Funding for the initial stages of the project is coming from the Global Environment Facility, a division of the World Bank, and from a Nordic fund for renewable energy. This fund will provide the $40 million investment for the project in collaboration with Pakistan's Golden Valley Company, a conglomerate with interests ranging from railway lines and aircraft assembly to finance and import-export. It is also launching an airline, Burraq International.
Installation of 50 wind turbines along the coast of Balochistan and Sindh is expected to start soon. The towers are being manufactured in Karachi by Pakistan Steel Mills and the blades by Pakistan Aeronautical Complex of Kamra, with a clause for transfer of technology. According to Pakistan television, two pilot wind farms of 20 MW each will go up at Pasni, Hawkesbay, and at Keti Bander. They are to be built on Build-Own-Operate contracts from the two state utilities, Water and Power Development Authority (WAPDA) and Karachi Electricity Supply Corp (KESC).

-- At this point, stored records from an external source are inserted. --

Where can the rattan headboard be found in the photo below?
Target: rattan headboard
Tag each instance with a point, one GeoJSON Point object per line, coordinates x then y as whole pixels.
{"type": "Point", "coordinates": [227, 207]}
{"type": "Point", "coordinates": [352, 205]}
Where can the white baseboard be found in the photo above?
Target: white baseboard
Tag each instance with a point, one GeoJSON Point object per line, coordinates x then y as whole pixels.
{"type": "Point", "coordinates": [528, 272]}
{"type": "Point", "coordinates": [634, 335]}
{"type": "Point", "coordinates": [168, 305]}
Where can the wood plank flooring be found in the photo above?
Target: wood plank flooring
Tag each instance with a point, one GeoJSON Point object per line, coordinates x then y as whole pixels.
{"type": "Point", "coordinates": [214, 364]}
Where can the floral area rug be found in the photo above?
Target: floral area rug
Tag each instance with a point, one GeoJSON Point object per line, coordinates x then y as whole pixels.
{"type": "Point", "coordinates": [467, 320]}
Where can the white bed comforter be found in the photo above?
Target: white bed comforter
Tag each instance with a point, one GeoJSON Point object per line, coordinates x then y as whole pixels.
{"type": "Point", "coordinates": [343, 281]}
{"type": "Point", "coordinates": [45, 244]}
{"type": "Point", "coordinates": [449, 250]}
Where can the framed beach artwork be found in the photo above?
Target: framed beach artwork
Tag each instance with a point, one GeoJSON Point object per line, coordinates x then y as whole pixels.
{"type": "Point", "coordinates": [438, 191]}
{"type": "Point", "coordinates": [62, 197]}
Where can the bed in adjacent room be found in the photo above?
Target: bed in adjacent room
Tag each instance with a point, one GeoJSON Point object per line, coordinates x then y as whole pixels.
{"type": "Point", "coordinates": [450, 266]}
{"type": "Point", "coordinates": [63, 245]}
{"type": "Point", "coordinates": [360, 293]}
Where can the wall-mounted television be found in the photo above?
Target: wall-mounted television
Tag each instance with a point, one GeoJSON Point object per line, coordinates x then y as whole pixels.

Pakistan has a long coastline with prevailing westerly winds. It is suffering an acute water shortage, which has hit hydro electric supplies. Electricity demand far exceeds supply from the existing 16,000 MW of plant. With a population of 142 million growing at 2.2% and the economy growing at 4.5%, demand for power is rising. There are no detailed surveys of Pakistan's wind potential. WAPDA supplies power to all of Pakistan except the metropolitan city of Karachi, which is supplied by KESC. There is one 137 MW Nuclear Power Plant at Karachi and more than 4000 MW of capacity run by private power producers.